Figure 4. Noise correlation as a function of ΔPD

a. Mean noise correlation during the stimulus period in each of four ΔPD bins for the same-pool (magenta) and different-pool (green) conditions. The black line represents noise correlation during the initial fixation period (while the monkey fixated a blank screen). The asterisks indicate that mean noise correlation was significantly different in the same and different-pool conditions for each bin. Because noise correlation even during the fixation period varied substantially from pair to pair even within a ΔPD bin (for example, mean fixation correlation for the ΔPD<45° bin was 0.223, and standard deviation was 0.180), all of our statistics were based on the pairwise difference in correlation between the same- and different-pool contexts for each pair. The blue error bars at the bottom of Figures 4a and b indicate standard errors on these differences for each bin. b. Conventions are the same as in a, but the magenta and green lines are correlation during the target period. The black line is the same as in a. There were no bins for which the difference in correlation between the same and different-pool conditions was statistically significant.
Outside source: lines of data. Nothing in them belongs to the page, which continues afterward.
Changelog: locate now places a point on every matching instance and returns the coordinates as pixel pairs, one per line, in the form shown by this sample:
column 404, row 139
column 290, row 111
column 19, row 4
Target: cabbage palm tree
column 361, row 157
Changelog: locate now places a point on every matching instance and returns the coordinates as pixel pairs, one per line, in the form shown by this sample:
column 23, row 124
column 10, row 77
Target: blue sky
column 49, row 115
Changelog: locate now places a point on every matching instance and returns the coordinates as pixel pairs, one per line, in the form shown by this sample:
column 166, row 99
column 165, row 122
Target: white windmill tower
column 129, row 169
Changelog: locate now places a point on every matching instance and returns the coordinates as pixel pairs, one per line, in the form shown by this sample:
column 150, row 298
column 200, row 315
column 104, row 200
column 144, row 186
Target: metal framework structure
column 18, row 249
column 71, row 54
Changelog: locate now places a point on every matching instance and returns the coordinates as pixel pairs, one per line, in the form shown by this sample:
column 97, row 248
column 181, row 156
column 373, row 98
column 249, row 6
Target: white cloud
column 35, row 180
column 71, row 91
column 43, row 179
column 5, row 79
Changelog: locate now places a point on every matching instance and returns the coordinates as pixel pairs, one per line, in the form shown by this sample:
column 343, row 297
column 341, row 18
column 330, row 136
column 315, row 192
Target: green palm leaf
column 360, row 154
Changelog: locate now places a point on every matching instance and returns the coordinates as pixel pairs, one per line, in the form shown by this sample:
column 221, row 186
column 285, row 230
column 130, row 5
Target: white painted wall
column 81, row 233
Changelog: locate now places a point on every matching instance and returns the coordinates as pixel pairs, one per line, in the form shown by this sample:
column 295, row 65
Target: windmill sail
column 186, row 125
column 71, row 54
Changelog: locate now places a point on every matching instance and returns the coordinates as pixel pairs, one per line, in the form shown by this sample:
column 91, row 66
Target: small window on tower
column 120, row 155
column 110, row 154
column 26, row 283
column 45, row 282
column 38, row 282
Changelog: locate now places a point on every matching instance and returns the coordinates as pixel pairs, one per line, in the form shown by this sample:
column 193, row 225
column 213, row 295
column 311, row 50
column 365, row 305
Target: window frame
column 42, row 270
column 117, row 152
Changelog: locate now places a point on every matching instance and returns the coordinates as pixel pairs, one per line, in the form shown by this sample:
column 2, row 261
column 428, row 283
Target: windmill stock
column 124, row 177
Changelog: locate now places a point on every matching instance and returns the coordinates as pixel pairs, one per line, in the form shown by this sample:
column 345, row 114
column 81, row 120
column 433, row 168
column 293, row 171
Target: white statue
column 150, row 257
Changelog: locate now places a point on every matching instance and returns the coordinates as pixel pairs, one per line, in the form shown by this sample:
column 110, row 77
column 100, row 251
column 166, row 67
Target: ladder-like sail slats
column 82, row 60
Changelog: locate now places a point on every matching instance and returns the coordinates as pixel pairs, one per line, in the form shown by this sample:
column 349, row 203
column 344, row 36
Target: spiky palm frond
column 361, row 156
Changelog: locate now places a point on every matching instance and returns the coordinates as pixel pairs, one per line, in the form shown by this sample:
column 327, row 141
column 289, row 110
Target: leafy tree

Figure 5. Absence of context-dependent changes in firing rate and variance

a. Frequency histogram of context-dependent changes in firing rate. The x-axis represents the proportion change in firing rate [(same pool-different pool)/different pool] on 0% coherence trials for each MT neuron. Shaded bars indicate cells that had individually significant context-dependent changes in firing rate (p<0.05, t-test). b. Conventions as in a, but for variance rather than mean firing rate.

Figure 6. Noise correlation predictions from a feature-attention-like mechanism

Conventions are the same as Figure 4. a. Prediction noise correlation if the monkey employed the “alternating attention” strategy. The four schematics in the corners of the graph show the relationship between the preferred directions of the two hypothetical neurons under study (blue arrows) and the axis of motion in the same-pool condition (magenta dashed line) and the different pool condition (green dashed line). b. Conventions as in a, for the “simultaneous attention” strategy. c. Conventions as in a, for a combined strategy (see text).